Nevertheless, the empress eventually had her way. On November 18, 1742, in the court chapel of the Kremlin, Peter Charles Ulrich was solemnly baptized and received into the Orthodox Church under the Russian name of Peter Fedorovich—a Romanov name intended to wipe away the taint of his Lutheran beginnings. Empress Elizabeth then formally proclaimed him heir to the Russian throne, raised him to the rank of Imperial Highness, and granted him the title of grand duke. Peter, speaking in memorized Russian, promised to reject all doctrines contrary to the teaching of the Orthodox Church, whereupon, at the end of the service, the assembled court took the oath of allegiance to him. Throughout the ceremony and at the public audience afterward, he displayed an unmistakable sullenness; foreign ambassadors, noting his mood, said that “as he spoke with his customary petulance, one may conclude he will not be a fanatical believer.” That day, at least, Elizabeth simply refused to see these negative signs. When Peter was confirmed, she wept. Afterward, when the new grand duke returned to his apartment, he found waiting for him a draft for three hundred thousand rubles.

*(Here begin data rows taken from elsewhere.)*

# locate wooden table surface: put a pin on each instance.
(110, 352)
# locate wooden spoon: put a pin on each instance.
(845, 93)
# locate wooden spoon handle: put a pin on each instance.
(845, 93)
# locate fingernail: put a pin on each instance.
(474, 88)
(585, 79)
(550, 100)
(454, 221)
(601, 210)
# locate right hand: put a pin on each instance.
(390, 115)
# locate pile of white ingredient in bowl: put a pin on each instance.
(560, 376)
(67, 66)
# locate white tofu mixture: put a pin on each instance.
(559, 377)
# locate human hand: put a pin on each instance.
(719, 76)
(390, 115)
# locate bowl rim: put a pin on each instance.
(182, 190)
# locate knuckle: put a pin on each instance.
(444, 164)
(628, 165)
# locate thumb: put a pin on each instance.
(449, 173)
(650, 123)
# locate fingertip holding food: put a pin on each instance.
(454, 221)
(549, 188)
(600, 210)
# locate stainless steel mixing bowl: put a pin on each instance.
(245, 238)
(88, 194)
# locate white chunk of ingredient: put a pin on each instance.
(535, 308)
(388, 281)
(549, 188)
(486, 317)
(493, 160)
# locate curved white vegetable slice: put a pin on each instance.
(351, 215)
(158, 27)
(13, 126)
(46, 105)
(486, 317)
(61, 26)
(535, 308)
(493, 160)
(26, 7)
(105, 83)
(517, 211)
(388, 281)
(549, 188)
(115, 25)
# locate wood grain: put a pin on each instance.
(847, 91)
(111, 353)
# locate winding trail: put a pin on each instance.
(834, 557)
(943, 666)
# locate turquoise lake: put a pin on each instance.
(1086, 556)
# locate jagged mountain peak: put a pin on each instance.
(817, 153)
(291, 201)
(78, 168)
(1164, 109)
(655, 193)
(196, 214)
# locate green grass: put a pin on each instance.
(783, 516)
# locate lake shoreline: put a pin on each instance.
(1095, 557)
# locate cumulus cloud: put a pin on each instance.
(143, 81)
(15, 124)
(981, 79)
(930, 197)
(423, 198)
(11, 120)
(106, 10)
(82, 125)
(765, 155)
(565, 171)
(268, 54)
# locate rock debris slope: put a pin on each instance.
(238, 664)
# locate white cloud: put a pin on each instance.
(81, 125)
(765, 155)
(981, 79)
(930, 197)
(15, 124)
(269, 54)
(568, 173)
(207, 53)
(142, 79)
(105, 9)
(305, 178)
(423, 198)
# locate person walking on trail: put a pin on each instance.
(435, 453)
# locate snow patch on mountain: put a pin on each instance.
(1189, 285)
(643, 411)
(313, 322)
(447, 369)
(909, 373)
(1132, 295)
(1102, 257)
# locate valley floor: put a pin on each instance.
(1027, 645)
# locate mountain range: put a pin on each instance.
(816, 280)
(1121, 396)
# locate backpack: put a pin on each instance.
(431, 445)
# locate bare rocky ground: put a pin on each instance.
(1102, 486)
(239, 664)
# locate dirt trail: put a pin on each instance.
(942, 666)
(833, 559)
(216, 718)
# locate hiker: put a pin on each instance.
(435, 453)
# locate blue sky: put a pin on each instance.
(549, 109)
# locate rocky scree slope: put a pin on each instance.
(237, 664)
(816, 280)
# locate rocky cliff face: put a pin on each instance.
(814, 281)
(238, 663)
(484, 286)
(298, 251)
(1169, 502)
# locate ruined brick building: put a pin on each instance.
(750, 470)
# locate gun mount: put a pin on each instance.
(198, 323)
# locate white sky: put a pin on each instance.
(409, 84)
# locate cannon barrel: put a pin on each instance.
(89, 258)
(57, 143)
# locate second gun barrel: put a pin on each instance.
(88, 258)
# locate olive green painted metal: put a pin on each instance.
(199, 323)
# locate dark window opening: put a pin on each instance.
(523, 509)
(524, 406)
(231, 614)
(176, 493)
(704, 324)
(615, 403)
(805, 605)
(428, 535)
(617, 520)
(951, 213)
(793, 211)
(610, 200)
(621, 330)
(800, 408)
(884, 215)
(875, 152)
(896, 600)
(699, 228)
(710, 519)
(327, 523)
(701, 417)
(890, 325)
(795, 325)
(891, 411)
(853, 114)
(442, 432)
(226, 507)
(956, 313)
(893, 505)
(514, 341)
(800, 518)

Despite her passionate display of emotion, Elizabeth still did not trust her nephew. To make his Russian commitments irrevocable and cut off all possibility of retreat, she liquidated his claim to the Swedish throne by making it a condition of a Russian-Swedish treaty that her nephew’s Swedish rights be transferred to his former guardian, Johanna’s brother, Adolphus Frederick of Holstein, Bishop of Lubeck. The bishop became heir to the Swedish throne in Peter’s place.
The more obvious it became that Peter was miserable in Russia, the more Elizabeth worried. She had removed from the throne a branch of her family hated for its German connections only to find that the new heir she had chosen was even more German. Every possible Russian influence had been brought to bear on Peter, yet his ideas, tastes, prejudices, and outlook remained stubbornly German. She was bitterly disappointed, but she had to accept him. She could not send him back to Holstein. Peter was her closest living relative; he was newly Orthodox, newly proclaimed the heir, now the future hope of the Romanov dynasty. And when, in October 1743, he became seriously ill—not leaving his bed until mid-November—she realized how very much she needed him.
Indeed, the poor condition of Peter’s health pushed Elizabeth into further action. He was always ailing; suppose he were to die? What then? A solution—the best, perhaps the only, solution—was to find him a wife. He was fifteen, and the presence of the right young wife might not only help him mature but might serve an even greater purpose by providing a new infant heir, a child better equipped than his father to guarantee the succession. Elizabeth decided to follow this path: a wife must be found quickly and an heir begotten. Hence the empress’s haste to choose a bride for Peter; hence the urgent dispatches that Brummer wrote at her behest to Johanna in Zerbst: Come to Russia! Bring your daughter! Make haste! Make haste! Make haste!